How can the jitter function in R be used to create scatterplots?

The jitter function in R is a tool that can be used to add a small amount of random noise to a set of data points. This can be particularly useful in creating scatterplots, as it can help to prevent overlapping data points and provide a clearer visualization of the relationship between variables. By using the jitter function, users can adjust the amount of noise added to the data points, allowing for more precise control over the appearance of the scatterplot. This function is especially helpful when working with large datasets where there may be a high number of overlapping points. Overall, the jitter function in R can effectively enhance the visual representation of scatterplots and aid in the interpretation of data.

Use the Jitter Function in R for Scatterplots


This tutorial explains when and how to use the jitter function in R for scatterplots.

When to Use Jitter

are excellent for visualizing the relationship between two continuous variables. For example, the following scatterplot helps us visualize the relationship between height and weight for 100 athletes:

#define vectors of heights and weights
weights <- runif(100, 160, 240) 
heights <- (weights/3) + rnorm(100)

#create data frame of heights and weights
data <- as.data.frame(cbind(weights, heights))

#view first six rows of data frame
head(data)

#   weights  heights
#1 170.8859 57.20745
#2 183.2481 62.01162
#3 235.6884 77.93126
#4 231.9864 77.12520
#5 200.8562 67.93486
#6 169.6987 57.54977
#create scatterplot of heights vs weights
plot(data$weights, data$heights, pch = 16, col = 'steelblue')
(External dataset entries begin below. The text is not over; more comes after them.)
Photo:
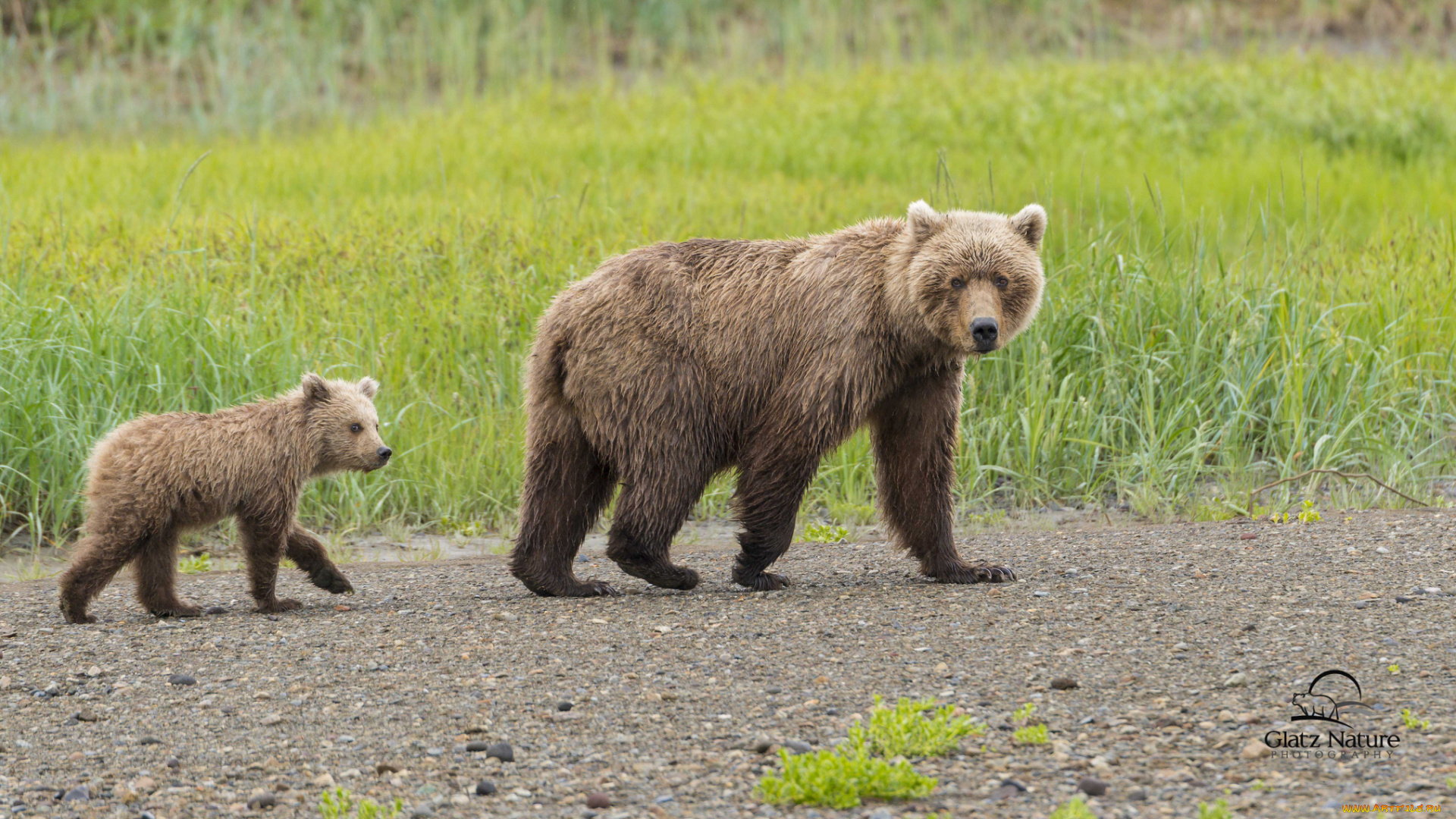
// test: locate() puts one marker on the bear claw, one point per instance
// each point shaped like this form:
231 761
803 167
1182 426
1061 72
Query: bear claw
764 582
976 573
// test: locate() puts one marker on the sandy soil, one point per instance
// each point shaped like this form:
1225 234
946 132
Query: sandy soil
1185 645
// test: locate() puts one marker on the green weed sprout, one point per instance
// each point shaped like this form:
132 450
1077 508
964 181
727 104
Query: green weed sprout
1075 809
1411 722
196 564
340 805
1216 811
824 532
842 777
905 730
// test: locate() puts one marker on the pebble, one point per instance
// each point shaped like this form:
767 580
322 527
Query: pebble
1256 751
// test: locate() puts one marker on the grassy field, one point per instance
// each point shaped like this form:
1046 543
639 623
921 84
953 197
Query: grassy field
1250 267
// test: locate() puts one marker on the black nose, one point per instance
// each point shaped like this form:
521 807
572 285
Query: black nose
984 333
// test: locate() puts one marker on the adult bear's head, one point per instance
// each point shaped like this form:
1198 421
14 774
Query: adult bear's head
974 278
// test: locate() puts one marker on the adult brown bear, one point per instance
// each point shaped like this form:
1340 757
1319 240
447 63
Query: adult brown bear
679 360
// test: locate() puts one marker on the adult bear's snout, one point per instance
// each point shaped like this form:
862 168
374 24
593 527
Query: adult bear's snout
984 331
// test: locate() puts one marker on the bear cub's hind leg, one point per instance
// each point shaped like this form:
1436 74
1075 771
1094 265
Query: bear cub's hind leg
310 556
158 577
264 545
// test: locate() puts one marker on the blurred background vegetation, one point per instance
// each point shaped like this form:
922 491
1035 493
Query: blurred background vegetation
1250 264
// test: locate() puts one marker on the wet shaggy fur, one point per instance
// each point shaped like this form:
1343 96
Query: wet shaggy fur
159 475
679 360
Example of scatterplot jitter in R

However, on some occasions we may want to visualize the relationship between one continuous variable and another variable that is almost continuous. 

For example, suppose we have the following dataset that shows the number of games a basketball player has started out of the first 10 games in a season as well as their average points per game:

#create data frame
games_started <- sample(1:10, 300, TRUE)
points_per_game <- 3*games_started + rnorm(300)
data <- as.data.frame(cbind(games_started, points_per_game))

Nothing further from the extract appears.